Данное рассуждение вполне применимо и к Балтийскому региону. Здесь временем заметных перемен был период конца V-VI вв., когда балтийское побережье, связанное с венедами названием Венедского залива, начинает осваиваться носителями суковско-дзедзицкой культуры, которых отождествляют со славянами.14 Связь венетов/венедов со славянами устанавливается, в частности, благодаря сообщению Иордана, который писал:
У левого их склона (Альп — Л.Г.), спускающегося к северу, начиная от места рождения реки Вистулы, на безмерных пространствах расположилось многолюдное племя венетов. Хотя их наименования теперь меняются соответственно различным родам и местностям, все же преимущественно они называются склавинами.15
Благодаря этому сообщению венедов очень часто напрямую отождествляют со славянами, хотя знакомство с историей венедов показывает, что венеды намного древнее славянства. Но из высказывания Иордана можно также заключить, что группировка народов, объединившаяся под именем склавинов, сложилась в этническом массиве, в течение какого-то времени связанного общим именем венетов/венедов, а затем усилилась настолько, что передала свой язык большей части сообщества при сохранении венедского имени. Подобное явление — сложение новой общности в результате объединения нескольких старых общностей, когда принимался язык одной из них, а имя — другой — можно было повсеместно наблюдать в древности и раннем средневековье.

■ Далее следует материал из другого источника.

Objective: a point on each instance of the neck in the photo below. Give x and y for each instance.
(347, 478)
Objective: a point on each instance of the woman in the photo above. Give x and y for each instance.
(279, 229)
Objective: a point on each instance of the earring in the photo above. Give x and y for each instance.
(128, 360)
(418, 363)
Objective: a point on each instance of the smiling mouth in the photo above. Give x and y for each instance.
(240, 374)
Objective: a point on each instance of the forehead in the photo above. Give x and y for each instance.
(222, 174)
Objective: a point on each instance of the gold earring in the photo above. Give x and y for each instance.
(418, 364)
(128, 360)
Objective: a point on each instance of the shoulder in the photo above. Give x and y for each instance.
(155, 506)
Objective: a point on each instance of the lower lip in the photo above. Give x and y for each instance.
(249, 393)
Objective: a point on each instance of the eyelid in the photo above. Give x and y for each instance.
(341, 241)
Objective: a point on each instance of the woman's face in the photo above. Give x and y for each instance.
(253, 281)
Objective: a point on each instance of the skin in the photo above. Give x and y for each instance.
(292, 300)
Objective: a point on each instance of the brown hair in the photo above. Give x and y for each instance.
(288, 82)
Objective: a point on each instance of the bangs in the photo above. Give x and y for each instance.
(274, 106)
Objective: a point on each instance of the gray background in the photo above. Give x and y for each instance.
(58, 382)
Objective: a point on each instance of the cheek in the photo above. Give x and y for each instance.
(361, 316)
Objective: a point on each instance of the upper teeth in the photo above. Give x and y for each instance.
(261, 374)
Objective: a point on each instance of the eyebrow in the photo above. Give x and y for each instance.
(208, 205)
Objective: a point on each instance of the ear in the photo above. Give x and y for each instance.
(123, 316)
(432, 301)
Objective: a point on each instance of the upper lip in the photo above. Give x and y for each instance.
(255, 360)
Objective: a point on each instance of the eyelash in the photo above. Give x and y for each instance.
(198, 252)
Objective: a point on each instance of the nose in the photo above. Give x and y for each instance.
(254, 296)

Таким образом, миграции славян в Балтийском регионе были не только миграциями славянского населения, но выступали и в форме распространения славянского языка среди своих давних соратников венедов/венетов и их союзников варинов-моринов. Это объясняет сравнительную быстроту ославянивания южнобалтийского субстрата и перенесение опыта балтийских венедов и варинов уже в новые этнополитические образования со славянским языком в качестве средства общения. Однако любые преобразования вызывают размежевания в обществе, где они происходят, и часть населения покидает родные места — так было всегда.
Поэтому логичным представляется предположение, что часть варинов или венедов переселялась в течение VI века с южно-балтийского побережья севернее, на острова Балтийского моря или южное побережье Скандинавского полуострова. Приток этого населения в Скандинавию и мог оказаться тем недостающим звеном, который замкнул цепь и дал толчок в развитии судостроения на Готланде и появлении парусных судов. Местное население, использовавшее в течение столетий гребные суда, владело опытом использования местной акватории, а пришельцы были необходимым дополнительным человеческим ресурсом со знаниями о парусном флоте, а также, вероятно, и с материальными средствами — соединение всех этих факторов логично объясняет появление паруса на Готланде в конце VI-VII вв.

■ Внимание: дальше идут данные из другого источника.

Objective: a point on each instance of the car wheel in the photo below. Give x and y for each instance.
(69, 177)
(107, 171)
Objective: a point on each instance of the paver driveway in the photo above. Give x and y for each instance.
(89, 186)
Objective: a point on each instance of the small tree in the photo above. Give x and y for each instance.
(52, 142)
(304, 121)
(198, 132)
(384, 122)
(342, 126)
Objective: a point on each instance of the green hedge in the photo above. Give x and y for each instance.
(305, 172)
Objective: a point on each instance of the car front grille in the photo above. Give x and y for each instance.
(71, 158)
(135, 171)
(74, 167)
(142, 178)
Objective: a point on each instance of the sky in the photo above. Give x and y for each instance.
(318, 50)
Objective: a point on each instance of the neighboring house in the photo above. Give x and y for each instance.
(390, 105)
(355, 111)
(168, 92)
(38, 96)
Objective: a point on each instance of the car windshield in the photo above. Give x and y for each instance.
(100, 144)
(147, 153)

Другим примером влияний, проникавших на Скандинавский полуостров с Европейского континента, являются археологические находки из погребений в ладье VII-VIII вв. в районе Уппсалы – прославленные роскошные шлемы, мечи, щиты, стеклянные бокалы и другие предметы из Венделя и Вальсгерде – обнаруживают связь с Прирейнской областью или Британскими островами. Известный российский археолог Г.С. Лебедев подчеркивал, что импортные вещи вендельских могил либо британские, либо рейнские.16
Крупный шведский археолог О. Хиестранд более решительно проводит связь между шведскими погребениями в ладье и историческими событиями на европейском континенте:
Мы не можем сбрасывать со счетов тот момент, что погребения в ладье могут характеризовать организацию континентальной эксплуатации сырьевых ресурсов, осуществлявшихся иностранными представителями в сотрудничестве с местной верхушкой. Само возникновение погребений в Венделе и Вальсгерде могло быть вызвано изменениями на континенте, например, такими, как франкская экспансия в VI в., крушение Остготской державы, поражение герулов в 510 г. или франкское завоевание Тюрингии где-то в 530 г. … высокие курганы (Уппсалы – Л.Г.) и наиболее ранние погребения в ладье или погребения всадников могли скрывать следующие отношения: последние могли принадлежать отдельным посланцам местных династий, отправленных ранее к иностранным дворам, а потом вернувшихся домой, возможно, в сопровождении собственной свиты или отрядов. Эти лица могли быть «принцами» или «отвергнутыми сыновьями» – членами династий. Вернувшись домой, они могли выступить на стороне отдельных кандидатов или сами попытаться взять власть.17
Подчеркивая связь погребений в Венделе и Вальсгерде с европейской континентальной традицией VI в., восходящей, в свою очередь, к римской традиции (это касалось, прежде всего, шлемов), Хиестранд имел, в частности, в виду возможные миграции с европейского континента на территорию современной Швеции и «перенесение» этим путем европейских ремесленных навыков и традиций.
Приведенные рассуждения призваны нацелить читателя на то, чтобы за искуственной позолотой «викингских мифов» начать видеть живую историю европейских стран и народов. В ней история норманнов заключала в себе намного большее число разноплеменных участников, чем это принято думать, и соотвественно, впитала в себя богатый спектр культурных и ремесленных традиций европейского континента. Этими же традициями обогащалась и история стран Скандинавского полуострова. Что же касается викингов, то их история – это история пиратства, которая ничего творческого или производительного никогда в себе не заключала.